Basler Forscher kreieren halbleitende Graphenbänder

Einem Team von Physikern und Chemikern ist es erstmals gelungen, löchrige Graphenbänder mit Stickstoffatomen herzustellen. So verwandelten sie den Stromleiter Graphen in einen Halbleiter, wie die Universität Basel mitteilt.
Auf einer Silberoberfläche lässt sich durch Erhitzen aus den einzelnen Bausteinen ein löchriges Graphenband synthetisieren, das halbleitende Eigenschaften aufweist und wie eine Leiter aussieht. In den Sprossen der Leiter wurden dabei je zwei Kohlenstoffatome durch Stickstoffatome (blau) ersetzt.

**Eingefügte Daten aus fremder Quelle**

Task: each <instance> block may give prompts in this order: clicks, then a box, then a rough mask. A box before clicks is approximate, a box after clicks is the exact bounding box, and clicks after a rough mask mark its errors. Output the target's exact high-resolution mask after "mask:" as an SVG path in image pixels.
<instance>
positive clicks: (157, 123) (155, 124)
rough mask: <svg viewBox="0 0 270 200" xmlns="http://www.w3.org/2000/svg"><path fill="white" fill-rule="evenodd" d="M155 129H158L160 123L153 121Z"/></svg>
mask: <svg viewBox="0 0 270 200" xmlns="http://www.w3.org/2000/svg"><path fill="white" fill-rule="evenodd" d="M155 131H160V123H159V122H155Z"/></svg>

(Quelle: Departement Physik/Universität Basel )
Graphen ist eine besondere Form des Kohlenstoffs. Es besteht aus einer hauchdünnen Schicht von Kohlenstoffatomen, die wabenförmig angeordnet sind. Das Material gilt als hervorragender elektrischer Leiter und ist zudem besonders fest und steif. 

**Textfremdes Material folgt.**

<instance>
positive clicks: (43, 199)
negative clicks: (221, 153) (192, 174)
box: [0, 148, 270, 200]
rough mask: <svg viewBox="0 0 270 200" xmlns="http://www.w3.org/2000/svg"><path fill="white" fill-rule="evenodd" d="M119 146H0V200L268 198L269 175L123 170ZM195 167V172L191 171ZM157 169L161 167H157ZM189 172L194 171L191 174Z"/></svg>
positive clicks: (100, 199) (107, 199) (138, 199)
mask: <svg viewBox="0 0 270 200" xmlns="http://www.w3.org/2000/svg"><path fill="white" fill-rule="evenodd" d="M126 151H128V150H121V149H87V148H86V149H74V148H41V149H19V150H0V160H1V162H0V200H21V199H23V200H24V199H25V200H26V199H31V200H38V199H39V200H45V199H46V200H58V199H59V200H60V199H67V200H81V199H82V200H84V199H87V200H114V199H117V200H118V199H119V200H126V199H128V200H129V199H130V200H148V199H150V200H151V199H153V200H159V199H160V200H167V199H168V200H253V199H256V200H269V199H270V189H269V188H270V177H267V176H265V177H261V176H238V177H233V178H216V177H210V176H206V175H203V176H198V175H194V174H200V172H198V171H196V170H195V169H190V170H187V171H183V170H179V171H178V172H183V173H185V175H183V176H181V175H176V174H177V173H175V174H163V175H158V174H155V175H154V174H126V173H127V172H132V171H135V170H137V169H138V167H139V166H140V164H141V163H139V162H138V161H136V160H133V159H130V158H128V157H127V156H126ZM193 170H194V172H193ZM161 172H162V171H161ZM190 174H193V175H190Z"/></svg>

Die Forscher mit Beteiligung der Universitäten Basel und Bern stellten die Graphenbänder mit Löchern und Stickstoffatomen auf einer Silberoberfläche her. Sie erhitzten schrittweise die einzelnen Bausteine auf der Oberfläche im Vakuum. Bei Temperaturen von über 200 Grad Celsius bildeten sich die erwünschten Bänder, wie sie im «Journal of the American Chemical Society» berichteten

Möglichkeiten für Quantencomputer

Analysen zeigten, dass die neuen Graphenbänder keine elektrischen Leiter mehr sind wie reines Graphen, sondern sich wie Halbleiter verhalten. Halbleitende Eigenschaften seien für elektronische Anwendungen sehr wichtig, wie sich Rémy Pawlak von der Universität Basel und Erstautor der Studie in der Mitteilung zitieren liess. Denn diese Eigenschaften erlauben es, Schaltungen auf einem Computerchip aufzubauen.
Ausserdem bewirkt eine hohe Konzentration an Stickstoffatomen im Kristallgitter, dass sich die Graphenbänder in einem Magnetfeld magnetisieren. «Wir erwarten aussergewöhnliche magnetische Eigenschaften dieser löchrigen, mit Stickstoff dotierten Graphenbänder», sagte Mitautor Ernst Meyer in der Mitteilung. «Daher könnten die Bänder in Zukunft für Quantencomputing-Anwendungen von Interesse sein.»